M0THER

Overview

Inspired by games like Lemmings and Portal, M0THER will have you watchfully guiding adorable little critters by giving them crazy abilities! Guide your idiot children through the death maze of the testing facility! The subjects make up for idiocy in cuteness.. But that does not generally do much for them when getting shredded.

Technical Breakdown

Main Menu

Despite being a core feature in every game, we decided not to spend too much time on the main menu until the very end of the project. It was at that point that we decided we should have an interactive 3D main menu. I decided to take on the challenge of creating it since I had already been working on a lot of features involving raycasts, such as the cameras and traps.

So how did I go about making the main menu? I reused some of my previous camera code and placed it into our temporary main menu. We already had a 3D scene with several screens, so I just needed to give them collision shapes and make sure my raycast from the camera in the main menu scene was looking for that collision layer. Once that was done, I had to find a way to work with the materials on the screens so they could go from being a black screen with some orange text to actually showing the levels.

Luckily for me, the artists on the team had set up the TVs with two textures. One of the textures was specifically for the screen, which was exactly what I needed. I took that one and created my own material with a simple PNG of the level, except it had to be rotated 90 degrees due to how the normals on the screen were set up.

Cameras and Traps

When we started the project, I immediately knew what I wanted to work on. That was the camera system, as I had already been in contact with the person who was going to pitch the game and really liked how the camera system worked. Translating his vision of the cameras into Godot felt like a good challenge.
I knew the game was going to have a somewhat “hackery” feeling, with hacking cameras and traps being the main focus, so I started by looking at examples of how different hacker games handle their camera systems.

After that, I created a small blockout level where cameras were positioned behind different obstacles to imitate the walls that would appear in our levels. I experimented with different collision boxes on the cameras so that if a camera was slightly outside of the raycast it could still be detected.
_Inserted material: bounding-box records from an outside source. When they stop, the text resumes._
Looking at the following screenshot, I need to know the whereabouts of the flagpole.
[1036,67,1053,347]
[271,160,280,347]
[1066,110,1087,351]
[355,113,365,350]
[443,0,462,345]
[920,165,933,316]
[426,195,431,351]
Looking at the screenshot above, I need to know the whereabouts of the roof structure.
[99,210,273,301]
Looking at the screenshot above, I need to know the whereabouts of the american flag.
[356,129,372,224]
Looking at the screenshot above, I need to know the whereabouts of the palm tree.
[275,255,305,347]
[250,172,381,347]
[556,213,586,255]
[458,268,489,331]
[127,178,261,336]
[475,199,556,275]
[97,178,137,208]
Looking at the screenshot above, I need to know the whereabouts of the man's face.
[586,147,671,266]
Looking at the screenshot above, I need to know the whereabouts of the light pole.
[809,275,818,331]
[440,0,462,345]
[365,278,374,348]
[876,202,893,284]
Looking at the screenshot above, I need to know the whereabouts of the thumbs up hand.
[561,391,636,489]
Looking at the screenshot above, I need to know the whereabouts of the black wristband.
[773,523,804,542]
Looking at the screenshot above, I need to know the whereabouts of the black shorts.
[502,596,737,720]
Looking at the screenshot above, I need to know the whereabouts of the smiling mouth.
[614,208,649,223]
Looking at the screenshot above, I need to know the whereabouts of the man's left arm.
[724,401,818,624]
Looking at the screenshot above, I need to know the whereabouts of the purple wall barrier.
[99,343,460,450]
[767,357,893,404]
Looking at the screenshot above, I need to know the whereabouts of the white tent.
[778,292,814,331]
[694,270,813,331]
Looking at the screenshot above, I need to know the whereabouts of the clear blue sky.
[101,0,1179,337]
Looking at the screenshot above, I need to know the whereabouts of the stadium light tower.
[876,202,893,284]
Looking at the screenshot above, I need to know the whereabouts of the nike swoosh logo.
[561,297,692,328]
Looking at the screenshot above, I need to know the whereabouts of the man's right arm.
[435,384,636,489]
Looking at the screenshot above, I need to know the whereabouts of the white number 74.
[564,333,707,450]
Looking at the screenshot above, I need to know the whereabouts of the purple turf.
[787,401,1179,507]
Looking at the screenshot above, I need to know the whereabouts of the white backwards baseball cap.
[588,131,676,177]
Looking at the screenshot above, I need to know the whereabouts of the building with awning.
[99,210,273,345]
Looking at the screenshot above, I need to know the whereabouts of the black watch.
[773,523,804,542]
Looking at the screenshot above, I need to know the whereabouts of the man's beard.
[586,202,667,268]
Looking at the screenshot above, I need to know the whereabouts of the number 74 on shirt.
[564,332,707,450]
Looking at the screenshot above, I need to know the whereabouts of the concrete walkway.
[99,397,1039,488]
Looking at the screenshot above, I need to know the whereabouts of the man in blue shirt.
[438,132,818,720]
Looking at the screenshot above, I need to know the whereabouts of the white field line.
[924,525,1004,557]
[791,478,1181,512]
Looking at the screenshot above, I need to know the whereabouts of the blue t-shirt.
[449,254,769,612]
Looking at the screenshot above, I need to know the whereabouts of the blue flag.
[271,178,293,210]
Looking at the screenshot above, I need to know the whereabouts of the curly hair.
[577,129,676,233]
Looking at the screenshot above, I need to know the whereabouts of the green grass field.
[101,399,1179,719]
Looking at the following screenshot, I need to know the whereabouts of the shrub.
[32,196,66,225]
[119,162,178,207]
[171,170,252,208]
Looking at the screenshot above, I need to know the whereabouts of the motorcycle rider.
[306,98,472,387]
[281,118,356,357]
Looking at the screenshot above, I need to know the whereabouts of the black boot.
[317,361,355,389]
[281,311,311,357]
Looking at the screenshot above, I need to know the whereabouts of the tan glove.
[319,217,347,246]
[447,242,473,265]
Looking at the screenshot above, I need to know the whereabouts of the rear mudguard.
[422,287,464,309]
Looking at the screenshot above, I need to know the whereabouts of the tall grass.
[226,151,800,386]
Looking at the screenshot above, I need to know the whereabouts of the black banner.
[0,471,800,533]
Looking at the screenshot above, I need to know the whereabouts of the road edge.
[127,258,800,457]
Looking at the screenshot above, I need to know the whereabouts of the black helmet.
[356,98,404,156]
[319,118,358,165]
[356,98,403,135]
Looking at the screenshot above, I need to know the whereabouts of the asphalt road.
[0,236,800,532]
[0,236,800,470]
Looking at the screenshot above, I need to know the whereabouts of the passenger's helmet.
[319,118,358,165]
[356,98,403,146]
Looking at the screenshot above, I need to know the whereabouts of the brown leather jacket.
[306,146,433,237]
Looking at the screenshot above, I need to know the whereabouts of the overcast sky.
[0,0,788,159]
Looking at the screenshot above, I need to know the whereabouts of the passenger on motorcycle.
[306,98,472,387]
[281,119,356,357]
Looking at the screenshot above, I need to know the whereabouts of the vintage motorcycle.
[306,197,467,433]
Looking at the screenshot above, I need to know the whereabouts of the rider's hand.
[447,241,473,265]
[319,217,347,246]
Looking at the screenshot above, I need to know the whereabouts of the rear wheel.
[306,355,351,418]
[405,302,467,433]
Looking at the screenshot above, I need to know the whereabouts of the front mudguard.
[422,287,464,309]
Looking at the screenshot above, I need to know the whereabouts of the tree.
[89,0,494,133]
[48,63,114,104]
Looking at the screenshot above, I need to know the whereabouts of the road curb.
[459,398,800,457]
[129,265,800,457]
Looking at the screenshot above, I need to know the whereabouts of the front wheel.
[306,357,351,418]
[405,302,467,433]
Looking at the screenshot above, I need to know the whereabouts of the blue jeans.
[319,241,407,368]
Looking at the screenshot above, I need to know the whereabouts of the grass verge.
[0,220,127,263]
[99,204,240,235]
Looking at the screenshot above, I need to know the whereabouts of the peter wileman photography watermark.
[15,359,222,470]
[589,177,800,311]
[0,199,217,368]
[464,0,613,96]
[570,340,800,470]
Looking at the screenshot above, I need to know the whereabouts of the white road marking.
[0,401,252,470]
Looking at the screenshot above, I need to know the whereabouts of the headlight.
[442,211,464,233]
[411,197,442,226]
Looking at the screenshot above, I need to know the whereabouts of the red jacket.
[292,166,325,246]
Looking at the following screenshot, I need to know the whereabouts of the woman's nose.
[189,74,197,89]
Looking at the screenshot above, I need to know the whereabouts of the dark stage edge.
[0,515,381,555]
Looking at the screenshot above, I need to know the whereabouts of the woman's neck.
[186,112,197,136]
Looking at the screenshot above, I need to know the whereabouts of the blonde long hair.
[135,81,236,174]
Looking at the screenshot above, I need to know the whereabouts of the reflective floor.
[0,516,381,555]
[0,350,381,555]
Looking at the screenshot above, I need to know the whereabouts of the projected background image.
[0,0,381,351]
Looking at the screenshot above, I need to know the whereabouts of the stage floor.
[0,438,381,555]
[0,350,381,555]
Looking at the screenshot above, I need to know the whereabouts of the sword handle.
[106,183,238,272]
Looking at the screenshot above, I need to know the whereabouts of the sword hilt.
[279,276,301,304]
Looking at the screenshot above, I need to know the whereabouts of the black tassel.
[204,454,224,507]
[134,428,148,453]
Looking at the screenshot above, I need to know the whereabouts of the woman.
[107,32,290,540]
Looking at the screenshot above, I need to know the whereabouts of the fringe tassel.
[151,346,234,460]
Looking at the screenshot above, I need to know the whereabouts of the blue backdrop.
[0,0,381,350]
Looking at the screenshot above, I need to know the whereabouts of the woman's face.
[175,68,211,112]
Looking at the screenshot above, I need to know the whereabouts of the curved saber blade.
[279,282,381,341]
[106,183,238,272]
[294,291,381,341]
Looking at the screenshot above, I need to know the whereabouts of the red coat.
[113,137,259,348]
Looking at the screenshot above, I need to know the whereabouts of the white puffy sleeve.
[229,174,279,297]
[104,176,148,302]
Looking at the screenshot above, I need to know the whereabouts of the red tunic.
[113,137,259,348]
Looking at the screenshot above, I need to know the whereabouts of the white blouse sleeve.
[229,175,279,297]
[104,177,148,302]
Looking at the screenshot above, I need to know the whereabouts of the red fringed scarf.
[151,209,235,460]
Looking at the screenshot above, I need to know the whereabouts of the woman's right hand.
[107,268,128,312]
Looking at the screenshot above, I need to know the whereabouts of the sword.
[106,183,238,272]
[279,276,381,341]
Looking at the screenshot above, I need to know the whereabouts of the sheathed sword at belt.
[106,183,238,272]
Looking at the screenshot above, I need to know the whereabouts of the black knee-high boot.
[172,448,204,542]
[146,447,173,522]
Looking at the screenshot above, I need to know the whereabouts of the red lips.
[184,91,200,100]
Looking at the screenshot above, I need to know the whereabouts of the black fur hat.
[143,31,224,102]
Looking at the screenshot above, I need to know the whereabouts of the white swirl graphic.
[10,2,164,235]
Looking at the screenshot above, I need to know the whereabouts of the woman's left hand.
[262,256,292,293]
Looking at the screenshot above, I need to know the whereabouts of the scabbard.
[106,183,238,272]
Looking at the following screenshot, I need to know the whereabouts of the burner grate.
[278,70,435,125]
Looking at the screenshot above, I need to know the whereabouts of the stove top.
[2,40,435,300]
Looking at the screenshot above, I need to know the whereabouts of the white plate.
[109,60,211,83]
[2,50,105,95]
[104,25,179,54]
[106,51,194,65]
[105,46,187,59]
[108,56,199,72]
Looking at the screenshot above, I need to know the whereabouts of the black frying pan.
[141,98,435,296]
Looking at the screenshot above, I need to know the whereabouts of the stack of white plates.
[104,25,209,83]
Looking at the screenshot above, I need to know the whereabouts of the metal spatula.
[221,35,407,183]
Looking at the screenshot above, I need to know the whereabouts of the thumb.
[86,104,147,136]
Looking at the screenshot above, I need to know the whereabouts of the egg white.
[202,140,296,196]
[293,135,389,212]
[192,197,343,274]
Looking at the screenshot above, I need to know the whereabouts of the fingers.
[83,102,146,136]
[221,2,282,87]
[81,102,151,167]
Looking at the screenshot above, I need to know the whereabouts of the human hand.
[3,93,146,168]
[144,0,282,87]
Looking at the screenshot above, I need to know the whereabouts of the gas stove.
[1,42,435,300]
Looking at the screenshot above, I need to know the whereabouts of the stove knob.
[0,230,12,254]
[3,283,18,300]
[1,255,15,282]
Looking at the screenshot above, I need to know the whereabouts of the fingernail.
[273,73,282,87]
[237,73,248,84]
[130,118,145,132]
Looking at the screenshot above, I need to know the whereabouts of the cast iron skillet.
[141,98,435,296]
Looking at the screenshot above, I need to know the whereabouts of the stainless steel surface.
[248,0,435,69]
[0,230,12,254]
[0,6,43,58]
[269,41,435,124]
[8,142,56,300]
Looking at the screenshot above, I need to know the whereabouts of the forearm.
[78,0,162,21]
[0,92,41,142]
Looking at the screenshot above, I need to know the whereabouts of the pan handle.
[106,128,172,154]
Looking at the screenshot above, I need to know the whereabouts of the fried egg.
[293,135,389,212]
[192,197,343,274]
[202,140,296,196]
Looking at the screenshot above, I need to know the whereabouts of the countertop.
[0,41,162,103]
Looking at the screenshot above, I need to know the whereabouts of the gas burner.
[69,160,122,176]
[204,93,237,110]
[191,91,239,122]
While doing this, I was also told that we should have a transition effect similar to the one used in Watch Dogs when switching between cameras. So I started looking at Godot shaders to find a shader that could meet our needs.

I managed to find a simple shader that detected the edges of objects in the scene and highlighted them with a color. I then modified it so that the shader would also darken the screen while still allowing the highlights to remain visible. Once the visual style of the shader was agreed upon, I began implementing it. I assigned the shader to the cameras and exposed some variables so I could access them through GDScript. I then added a tween that gradually enabled and disabled the shader effect so the transition wouldn't feel instantaneous.

Weeks passed and we kept the camera transition effect mostly the same until one night when another programmer on the team decided to take a look at the transition shader and made a “few” tweaks. While I was initially against the changes, I eventually grew to like them.

Around the same time, I was working on a highlight system for selecting different cameras and traps in the map. I struggled for a while because the camera model consisted of two separate parts, but after experimenting I found a way to affect both. The solution was to modify the camera's cull_mask so that when the player hovered over a camera, another layer would become visible. On that layer we rendered a special shader that displayed the selection highlight.

Modification Wheel

After finishing the camera system, the next task was the selection wheel. This wheel allowed us to avoid binding every modification to a different keyboard key, which would have made controller support more difficult. After discussing it with the team, we decided this was the best approach.

The wheel is used to select which modification to apply to the creatures running around the map. We draw the wheel entirely using Godot's _draw() function because it allows us to limit how often it needs to update. Instead of constantly checking every frame, we only redraw when something changes.

For example, if we add an arrow or move the cursor over a different segment of the wheel, we call queue_redraw(). This redraws the UI only when needed and places the icons and indicators in the correct position. It turned out to be a very performant way of handling the system, and I'm glad I discovered it early in development.

What I Learned

Working on M0THER taught me a lot about building gameplay systems that combine technical implementation with user experience. Developing the camera system required careful use of raycasts, collision layers, and camera logic to ensure players could reliably select cameras and traps even when objects were partially obscured by level geometry.

I also gained experience working with shaders and integrating them into gameplay systems. By modifying a shader and exposing parameters to GDScript, I was able to create a smooth transition effect when switching between cameras. This process helped me better understand how rendering effects and gameplay code can work together to improve visual feedback.

Another key takeaway was the importance of building flexible UI systems. Implementing the modification wheel using Godot's _draw() function allowed the UI to update only when necessary, which made the system both efficient and easy to expand with additional abilities later in development.

Overall, this project improved my ability to prototype systems quickly, iterate based on team feedback, and balance technical solutions with the needs of game design and usability.